The NLRB ruled last week, 3-2, that nearly 90 employees at a Nissan assembly plant in Smyrna, Tennessee may vote on whether to unionize, as the Associated Press reported over the weekend. The employees are the plant’s tool and die technicians—although they comprise only a small portion of the factory’s thousands of workers, the Board found that they constitute an appropriate craft unit, thereby permitting a union election within the unit to proceed. The ruling overturned a 2021 decision by Region 10 that the tool and die technicians were an inappropriate unit because of the community of interest they share with other employees in the plant. AP explains that the ruling “offers a dash of hope for unions in their struggle to get a foothold in foreign-owned assembly plants in the traditionally anti-union South.” In recent years there have been union elections at two of Nissan’s other Southern factories—another one in Smyrna and two in Chattanooga—all three of which the union lost. Perhaps the Board’s authorization of a much smaller unit in Smyrna may lead to a different result this time around.
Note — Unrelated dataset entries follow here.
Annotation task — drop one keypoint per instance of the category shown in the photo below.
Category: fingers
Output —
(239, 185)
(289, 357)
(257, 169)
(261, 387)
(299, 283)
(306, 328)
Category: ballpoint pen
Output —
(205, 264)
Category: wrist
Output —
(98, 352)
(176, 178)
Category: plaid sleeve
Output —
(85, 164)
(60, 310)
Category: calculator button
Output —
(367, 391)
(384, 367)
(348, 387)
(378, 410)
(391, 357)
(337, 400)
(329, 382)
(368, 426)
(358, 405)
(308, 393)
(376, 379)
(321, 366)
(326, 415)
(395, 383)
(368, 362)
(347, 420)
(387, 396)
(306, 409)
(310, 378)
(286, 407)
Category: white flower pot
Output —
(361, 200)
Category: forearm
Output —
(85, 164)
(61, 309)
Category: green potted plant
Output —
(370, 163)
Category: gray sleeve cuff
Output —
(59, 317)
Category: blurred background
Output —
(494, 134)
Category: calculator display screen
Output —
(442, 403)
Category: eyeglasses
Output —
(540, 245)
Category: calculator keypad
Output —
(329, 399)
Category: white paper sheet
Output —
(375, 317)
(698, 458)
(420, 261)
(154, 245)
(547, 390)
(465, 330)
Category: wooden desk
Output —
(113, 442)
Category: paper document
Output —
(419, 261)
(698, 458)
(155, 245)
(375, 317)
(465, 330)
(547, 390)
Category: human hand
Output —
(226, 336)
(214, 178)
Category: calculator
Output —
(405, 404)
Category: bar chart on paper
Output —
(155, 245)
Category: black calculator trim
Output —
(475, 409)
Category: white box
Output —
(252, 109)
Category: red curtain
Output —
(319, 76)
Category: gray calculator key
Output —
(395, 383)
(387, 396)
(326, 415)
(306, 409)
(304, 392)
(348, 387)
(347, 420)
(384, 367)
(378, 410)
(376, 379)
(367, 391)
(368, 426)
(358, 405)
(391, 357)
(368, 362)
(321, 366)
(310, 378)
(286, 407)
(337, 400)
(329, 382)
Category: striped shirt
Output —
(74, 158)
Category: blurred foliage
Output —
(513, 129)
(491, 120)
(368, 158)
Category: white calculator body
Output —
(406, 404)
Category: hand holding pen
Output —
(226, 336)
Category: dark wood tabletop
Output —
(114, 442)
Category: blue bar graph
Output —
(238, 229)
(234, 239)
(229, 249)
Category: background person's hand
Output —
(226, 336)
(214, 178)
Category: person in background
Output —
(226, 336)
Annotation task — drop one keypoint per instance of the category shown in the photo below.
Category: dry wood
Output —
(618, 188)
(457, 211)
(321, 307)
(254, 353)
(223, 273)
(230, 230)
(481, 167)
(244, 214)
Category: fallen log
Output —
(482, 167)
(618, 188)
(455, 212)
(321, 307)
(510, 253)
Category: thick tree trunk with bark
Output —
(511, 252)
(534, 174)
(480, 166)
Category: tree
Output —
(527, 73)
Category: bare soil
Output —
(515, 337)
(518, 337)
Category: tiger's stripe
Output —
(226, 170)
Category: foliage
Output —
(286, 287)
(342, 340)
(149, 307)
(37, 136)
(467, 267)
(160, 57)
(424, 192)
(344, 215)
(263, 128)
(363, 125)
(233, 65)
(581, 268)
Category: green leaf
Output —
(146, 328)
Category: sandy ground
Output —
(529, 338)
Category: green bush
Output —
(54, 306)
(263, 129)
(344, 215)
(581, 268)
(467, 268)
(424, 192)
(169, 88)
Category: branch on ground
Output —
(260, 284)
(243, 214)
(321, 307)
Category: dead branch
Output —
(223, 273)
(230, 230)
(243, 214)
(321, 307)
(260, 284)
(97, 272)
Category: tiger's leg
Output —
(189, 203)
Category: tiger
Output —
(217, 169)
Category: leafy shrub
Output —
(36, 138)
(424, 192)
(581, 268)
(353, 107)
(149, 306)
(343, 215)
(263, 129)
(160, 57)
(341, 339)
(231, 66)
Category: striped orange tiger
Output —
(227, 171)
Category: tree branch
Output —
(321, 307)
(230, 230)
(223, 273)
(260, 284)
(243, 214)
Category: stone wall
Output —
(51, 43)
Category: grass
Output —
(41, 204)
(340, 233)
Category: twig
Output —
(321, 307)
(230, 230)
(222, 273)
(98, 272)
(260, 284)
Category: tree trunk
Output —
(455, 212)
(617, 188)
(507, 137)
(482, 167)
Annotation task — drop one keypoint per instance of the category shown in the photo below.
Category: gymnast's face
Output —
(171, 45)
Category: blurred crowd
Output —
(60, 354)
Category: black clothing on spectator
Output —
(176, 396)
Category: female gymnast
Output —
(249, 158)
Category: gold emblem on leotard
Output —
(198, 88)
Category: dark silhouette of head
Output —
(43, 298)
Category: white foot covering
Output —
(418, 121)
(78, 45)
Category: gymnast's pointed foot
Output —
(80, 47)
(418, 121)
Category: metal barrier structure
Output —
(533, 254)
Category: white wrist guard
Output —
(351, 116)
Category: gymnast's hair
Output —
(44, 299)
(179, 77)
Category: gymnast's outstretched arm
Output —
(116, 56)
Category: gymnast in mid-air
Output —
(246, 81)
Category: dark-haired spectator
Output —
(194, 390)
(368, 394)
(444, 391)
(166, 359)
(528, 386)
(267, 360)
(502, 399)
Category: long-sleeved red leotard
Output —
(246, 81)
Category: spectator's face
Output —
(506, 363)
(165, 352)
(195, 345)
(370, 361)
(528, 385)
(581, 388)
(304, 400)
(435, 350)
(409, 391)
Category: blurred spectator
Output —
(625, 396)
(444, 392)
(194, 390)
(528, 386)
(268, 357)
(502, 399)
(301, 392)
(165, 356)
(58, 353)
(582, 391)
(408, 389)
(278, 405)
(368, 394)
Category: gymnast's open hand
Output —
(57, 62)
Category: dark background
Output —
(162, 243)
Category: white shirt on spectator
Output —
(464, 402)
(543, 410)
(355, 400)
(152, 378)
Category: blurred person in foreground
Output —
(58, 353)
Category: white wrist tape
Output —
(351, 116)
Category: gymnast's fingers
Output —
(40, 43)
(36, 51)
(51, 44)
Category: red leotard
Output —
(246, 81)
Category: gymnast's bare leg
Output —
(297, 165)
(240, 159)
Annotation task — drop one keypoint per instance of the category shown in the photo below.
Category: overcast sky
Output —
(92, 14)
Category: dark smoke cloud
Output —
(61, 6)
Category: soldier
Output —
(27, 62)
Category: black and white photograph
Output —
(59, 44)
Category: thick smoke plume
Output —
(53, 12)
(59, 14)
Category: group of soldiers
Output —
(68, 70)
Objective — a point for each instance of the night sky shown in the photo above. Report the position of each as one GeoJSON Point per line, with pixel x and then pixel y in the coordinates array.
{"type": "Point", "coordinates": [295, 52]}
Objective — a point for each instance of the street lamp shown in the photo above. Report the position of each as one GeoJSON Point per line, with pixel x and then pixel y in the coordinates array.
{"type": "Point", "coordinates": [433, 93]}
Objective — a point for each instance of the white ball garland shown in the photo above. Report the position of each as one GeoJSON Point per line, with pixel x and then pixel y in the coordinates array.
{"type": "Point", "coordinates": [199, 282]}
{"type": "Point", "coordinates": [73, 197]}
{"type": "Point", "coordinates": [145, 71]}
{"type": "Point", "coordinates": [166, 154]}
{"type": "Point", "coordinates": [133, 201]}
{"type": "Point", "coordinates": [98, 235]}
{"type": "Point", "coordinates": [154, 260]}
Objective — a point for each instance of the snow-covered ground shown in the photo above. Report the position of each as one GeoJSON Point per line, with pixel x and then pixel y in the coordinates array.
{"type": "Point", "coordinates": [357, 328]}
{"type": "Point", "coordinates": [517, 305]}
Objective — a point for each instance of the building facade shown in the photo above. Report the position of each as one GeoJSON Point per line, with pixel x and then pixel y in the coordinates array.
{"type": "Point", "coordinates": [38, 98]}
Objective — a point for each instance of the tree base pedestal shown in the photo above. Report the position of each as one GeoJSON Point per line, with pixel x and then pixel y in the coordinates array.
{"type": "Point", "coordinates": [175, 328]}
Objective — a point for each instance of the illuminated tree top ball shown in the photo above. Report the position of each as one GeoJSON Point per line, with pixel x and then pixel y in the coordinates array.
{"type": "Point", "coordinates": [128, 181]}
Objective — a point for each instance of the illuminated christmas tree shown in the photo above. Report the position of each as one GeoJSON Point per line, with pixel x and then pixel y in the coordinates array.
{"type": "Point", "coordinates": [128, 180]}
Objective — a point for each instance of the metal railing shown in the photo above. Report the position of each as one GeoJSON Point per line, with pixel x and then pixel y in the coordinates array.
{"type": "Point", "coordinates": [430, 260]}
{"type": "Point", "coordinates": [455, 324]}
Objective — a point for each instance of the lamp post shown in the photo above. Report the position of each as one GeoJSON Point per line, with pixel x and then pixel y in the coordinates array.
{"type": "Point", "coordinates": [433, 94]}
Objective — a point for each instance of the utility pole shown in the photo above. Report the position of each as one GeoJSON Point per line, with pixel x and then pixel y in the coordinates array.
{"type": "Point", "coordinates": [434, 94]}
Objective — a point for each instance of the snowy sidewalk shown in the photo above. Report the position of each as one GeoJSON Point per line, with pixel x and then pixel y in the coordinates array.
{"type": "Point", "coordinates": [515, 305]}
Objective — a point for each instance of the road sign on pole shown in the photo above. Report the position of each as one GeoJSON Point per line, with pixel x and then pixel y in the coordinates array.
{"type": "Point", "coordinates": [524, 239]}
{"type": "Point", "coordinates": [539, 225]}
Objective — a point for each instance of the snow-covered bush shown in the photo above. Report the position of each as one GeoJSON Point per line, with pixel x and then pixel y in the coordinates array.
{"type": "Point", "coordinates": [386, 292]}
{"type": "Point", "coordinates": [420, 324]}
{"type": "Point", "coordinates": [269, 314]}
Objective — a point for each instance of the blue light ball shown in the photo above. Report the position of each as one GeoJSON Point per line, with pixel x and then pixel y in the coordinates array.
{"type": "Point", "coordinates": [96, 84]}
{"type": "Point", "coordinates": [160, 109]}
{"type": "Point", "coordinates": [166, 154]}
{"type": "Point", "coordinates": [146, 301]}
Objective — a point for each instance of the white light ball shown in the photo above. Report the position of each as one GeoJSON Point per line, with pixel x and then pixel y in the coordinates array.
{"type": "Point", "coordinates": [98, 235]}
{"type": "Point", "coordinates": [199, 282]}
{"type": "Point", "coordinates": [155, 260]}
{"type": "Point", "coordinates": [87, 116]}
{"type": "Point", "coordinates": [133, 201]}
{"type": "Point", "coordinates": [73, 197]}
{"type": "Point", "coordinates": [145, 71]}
A Politico piece published on Friday underscores that college workers across the country—both graduate and undergraduate students and faculty—are “moving with new urgency to organize.” Students at USC, Northwestern, Yale, and John Hopkins, among others, moved to organize last year. Then, in November, a historic six-week strike among 48,000 campus workers at the University of California really kicked things off, and there has been a surge in labor activity among students and faculty in the months since—even in Southeastern states, such as Tennessee, Arizona, and Mississippi, where labor organizing has proven exceptionally difficult and union density is abysmal. Campus workers are frustrated with low wages, long hours, poor benefits, lack of job security, and limitations on subjects they may teach. Many campus organizers feared that Trump’s NLRB would overturn Columbia University, 364 NLRB No. 90 (2016), an Obama Board decision that itself overturned a 2004 Bush Board decision and affirmed the rights of graduate student workers to unionize under the NLRA. In part because of the Biden administration’s pro-union bent, however, campus organizing efforts have been reinvigorated. Boston University graduate student workers, for example, abandoned a unionization drive during the Trump administration but, buoyed by a Democratic Board majority under Biden, reinitiated the organizing drive last fall. The intensity and militancy of campus workers’ unionization efforts is a further testament to the tenancy of the revived twenty-first labor movement, and—along with fast-food and retail workers—could become an important counterweight to the continued decline in union membership rates.

On Friday, the San Diego Union-Tribune reported that “[b]ig changes that favor labor unions could be coming soon to large municipal construction projects built by the city of San Diego,” as city officials, led by Mayor Todd Gloria, are planning to enter into a city-wide labor agreement with local unions that would apply on a uniform basis to all of the city’s construction projects. San Diego government officials have reportedly begun the process of developing a framework PLA, which is slated to be presented to the San Diego city council either this month or next. The city appears to be moving quickly to take advantage of a pro-labor ballot referendum approved by San Diego voters last November, by a margin of more than 15 percentage points, which rescinded a ban on PLAs that had existed in the city’s municipal code for a decade.